Graphic courtesy caseyshead.com
This post and accompanying graphic have been excerpted, with permission, from caseyshead.com.
We’ve all been in one of those Super Bowl box pools. You know, the kind where you put a buck in the pot and are assigned a square on a 10×10 grid. Each square corresponds to a pair of numbers, one for the NFC team and one for the AFC team. The score at the end of each quarter determines which square wins a portion of the total pot. For instance, if the Seahawks lead the Broncos 17-14 at halftime, the person with 7 on the Seahawks axis and 4 on the Broncos axis wins the cash.

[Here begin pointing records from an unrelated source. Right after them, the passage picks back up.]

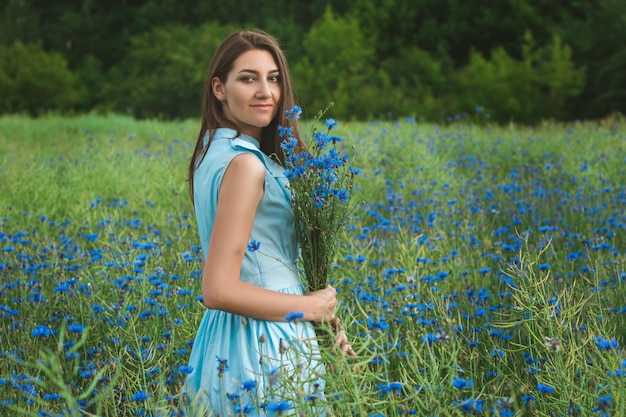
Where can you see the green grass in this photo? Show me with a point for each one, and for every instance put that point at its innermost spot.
(490, 254)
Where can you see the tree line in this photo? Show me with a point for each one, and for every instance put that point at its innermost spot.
(509, 60)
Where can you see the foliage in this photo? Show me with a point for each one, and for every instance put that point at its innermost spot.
(545, 77)
(165, 70)
(34, 81)
(320, 180)
(483, 273)
(399, 57)
(336, 66)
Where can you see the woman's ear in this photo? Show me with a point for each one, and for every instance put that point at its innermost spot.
(218, 88)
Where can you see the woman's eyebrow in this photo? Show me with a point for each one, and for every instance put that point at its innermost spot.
(256, 72)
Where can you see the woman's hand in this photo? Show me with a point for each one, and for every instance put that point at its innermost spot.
(326, 303)
(341, 340)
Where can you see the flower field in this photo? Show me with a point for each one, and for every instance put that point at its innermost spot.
(483, 271)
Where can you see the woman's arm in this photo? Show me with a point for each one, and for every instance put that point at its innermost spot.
(241, 192)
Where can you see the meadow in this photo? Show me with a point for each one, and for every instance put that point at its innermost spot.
(483, 271)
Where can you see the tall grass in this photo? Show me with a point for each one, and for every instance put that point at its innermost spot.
(483, 271)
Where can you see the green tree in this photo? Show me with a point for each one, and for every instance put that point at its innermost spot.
(164, 71)
(35, 81)
(336, 65)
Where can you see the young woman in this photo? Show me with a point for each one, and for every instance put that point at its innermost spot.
(249, 349)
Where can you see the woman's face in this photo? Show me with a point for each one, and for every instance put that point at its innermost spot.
(251, 92)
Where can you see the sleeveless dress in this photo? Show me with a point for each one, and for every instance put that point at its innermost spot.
(240, 365)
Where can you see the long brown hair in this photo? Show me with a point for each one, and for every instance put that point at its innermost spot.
(212, 114)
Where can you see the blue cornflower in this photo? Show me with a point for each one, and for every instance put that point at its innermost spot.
(294, 113)
(471, 405)
(41, 330)
(545, 389)
(248, 385)
(393, 387)
(254, 245)
(278, 407)
(498, 353)
(289, 144)
(606, 344)
(294, 316)
(76, 328)
(461, 383)
(52, 396)
(604, 402)
(430, 338)
(140, 396)
(285, 131)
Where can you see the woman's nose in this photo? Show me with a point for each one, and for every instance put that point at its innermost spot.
(264, 89)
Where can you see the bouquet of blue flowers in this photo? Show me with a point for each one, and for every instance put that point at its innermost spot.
(320, 180)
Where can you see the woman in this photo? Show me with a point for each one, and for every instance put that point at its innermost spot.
(249, 349)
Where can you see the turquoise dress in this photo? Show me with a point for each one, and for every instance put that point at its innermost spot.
(242, 365)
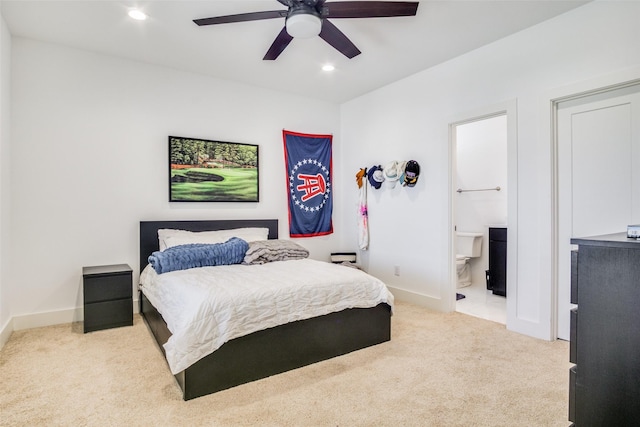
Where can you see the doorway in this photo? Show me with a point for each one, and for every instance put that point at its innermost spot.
(597, 148)
(481, 187)
(485, 137)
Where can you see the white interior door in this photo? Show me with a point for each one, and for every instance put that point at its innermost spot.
(598, 175)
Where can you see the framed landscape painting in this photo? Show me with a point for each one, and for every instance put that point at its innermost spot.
(201, 170)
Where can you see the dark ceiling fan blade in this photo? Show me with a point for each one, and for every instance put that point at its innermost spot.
(336, 38)
(279, 44)
(371, 9)
(242, 17)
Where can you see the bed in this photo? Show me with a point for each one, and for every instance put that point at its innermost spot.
(265, 352)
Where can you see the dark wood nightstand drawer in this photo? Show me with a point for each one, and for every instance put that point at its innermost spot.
(107, 294)
(107, 288)
(109, 314)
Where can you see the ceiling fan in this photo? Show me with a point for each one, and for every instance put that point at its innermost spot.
(308, 18)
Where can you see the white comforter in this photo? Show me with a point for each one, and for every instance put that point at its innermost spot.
(206, 307)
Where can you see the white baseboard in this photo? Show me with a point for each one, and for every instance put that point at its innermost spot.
(37, 320)
(417, 299)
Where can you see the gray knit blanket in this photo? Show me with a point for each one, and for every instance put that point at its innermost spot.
(263, 251)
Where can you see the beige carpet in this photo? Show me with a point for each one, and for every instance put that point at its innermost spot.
(437, 370)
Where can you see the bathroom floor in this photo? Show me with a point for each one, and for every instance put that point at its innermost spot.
(480, 302)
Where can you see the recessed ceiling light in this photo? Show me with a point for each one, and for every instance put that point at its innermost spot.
(137, 15)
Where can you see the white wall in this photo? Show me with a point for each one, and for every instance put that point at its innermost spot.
(481, 163)
(409, 119)
(5, 135)
(89, 162)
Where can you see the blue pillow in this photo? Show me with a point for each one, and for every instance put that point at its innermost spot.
(195, 255)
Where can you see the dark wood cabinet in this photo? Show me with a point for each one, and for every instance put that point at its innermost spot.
(107, 291)
(497, 274)
(604, 384)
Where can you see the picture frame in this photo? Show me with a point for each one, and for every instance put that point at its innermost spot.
(202, 170)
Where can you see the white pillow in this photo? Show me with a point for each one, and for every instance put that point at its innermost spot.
(168, 238)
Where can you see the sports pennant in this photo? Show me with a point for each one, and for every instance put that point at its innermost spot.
(308, 162)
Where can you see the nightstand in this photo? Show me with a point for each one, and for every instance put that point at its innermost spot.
(108, 299)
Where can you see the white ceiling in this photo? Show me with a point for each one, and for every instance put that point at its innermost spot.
(392, 48)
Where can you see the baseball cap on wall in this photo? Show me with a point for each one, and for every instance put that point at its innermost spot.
(375, 176)
(411, 173)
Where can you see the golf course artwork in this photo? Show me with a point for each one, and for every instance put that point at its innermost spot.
(212, 171)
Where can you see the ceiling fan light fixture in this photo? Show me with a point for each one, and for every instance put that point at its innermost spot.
(138, 15)
(303, 25)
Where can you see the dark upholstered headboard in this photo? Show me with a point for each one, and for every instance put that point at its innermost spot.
(149, 231)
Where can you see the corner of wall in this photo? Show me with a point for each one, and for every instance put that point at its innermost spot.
(5, 333)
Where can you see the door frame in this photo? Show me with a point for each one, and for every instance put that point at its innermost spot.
(509, 109)
(600, 85)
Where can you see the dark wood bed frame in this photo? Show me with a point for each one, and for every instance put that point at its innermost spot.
(270, 351)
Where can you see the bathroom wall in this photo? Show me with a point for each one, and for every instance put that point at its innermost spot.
(481, 163)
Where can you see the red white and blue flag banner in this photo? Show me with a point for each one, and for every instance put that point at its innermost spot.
(308, 162)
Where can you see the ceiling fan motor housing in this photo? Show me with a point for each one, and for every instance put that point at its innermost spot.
(303, 22)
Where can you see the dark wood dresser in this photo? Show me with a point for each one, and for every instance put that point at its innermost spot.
(604, 387)
(108, 299)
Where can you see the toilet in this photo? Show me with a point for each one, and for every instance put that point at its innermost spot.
(468, 245)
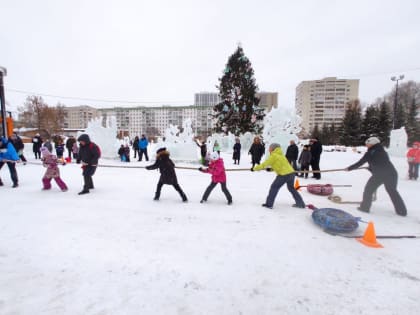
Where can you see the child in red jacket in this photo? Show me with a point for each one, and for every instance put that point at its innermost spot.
(413, 158)
(218, 175)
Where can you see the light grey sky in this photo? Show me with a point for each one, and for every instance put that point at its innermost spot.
(165, 51)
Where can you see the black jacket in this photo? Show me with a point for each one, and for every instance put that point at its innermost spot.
(378, 160)
(69, 143)
(292, 152)
(257, 150)
(316, 150)
(166, 168)
(17, 143)
(237, 151)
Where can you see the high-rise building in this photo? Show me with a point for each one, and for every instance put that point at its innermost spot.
(78, 117)
(323, 102)
(153, 121)
(268, 100)
(206, 99)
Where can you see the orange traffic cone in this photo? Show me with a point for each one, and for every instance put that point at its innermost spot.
(297, 185)
(369, 238)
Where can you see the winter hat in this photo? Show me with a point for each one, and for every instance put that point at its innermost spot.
(84, 137)
(160, 150)
(372, 141)
(214, 156)
(44, 150)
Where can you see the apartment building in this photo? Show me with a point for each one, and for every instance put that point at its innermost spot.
(153, 121)
(268, 100)
(78, 117)
(324, 101)
(206, 99)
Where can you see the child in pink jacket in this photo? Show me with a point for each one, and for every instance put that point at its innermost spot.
(50, 162)
(413, 158)
(218, 175)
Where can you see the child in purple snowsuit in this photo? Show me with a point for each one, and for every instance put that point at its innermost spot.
(50, 162)
(218, 175)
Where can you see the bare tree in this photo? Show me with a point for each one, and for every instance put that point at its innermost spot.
(36, 113)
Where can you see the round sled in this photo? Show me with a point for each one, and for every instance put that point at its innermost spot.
(335, 220)
(322, 190)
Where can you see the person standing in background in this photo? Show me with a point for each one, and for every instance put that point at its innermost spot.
(292, 154)
(36, 145)
(316, 150)
(143, 143)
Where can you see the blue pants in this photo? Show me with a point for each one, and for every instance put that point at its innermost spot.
(390, 183)
(276, 185)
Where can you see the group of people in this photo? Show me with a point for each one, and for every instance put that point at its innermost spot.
(11, 151)
(309, 157)
(383, 171)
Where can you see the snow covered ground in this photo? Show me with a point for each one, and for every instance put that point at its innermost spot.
(116, 251)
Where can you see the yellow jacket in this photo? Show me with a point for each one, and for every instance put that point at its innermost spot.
(278, 162)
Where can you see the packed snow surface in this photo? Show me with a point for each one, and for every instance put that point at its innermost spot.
(116, 251)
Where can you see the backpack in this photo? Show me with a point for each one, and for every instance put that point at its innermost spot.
(96, 147)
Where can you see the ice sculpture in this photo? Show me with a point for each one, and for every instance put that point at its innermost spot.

I’ve always wondered which squares were most likely to win. Logic tells you that a combination of 0s, 3s and 7s could be good, while 2s and 5s are not so good. So what squares are the best and which numbers should you hope to randomly draw? I looked at data for all NFL games played since the 2006-07 season to determine the answer to that question. The chart above consists of all 1,067 regular season and postseason games from 2006-07 through the 2013-14 playoffs. It represents the hit percentage for each pair (like-numbered squares are COMBINED in this table).
So what does this analysis tell us about this year’s big game? First of all, it tells me I wasted multiple hours proving to myself that 0, 3, 4 and 7 are good, and that if I get 2 or 5 I’m screwed. But based on the last four years of data, Super Bowl history and this year’s competing teams, I’ll go with quarter scores of DEN 7-3, DEN 10-6, DEN 17-13 and DEN 20-16.
But really, since I’ve NEVER been right, I’d be just as happy to see an early field goal and a couple of first quarter safeties, no further scoring, and four winning 5-2 quarters. Good luck!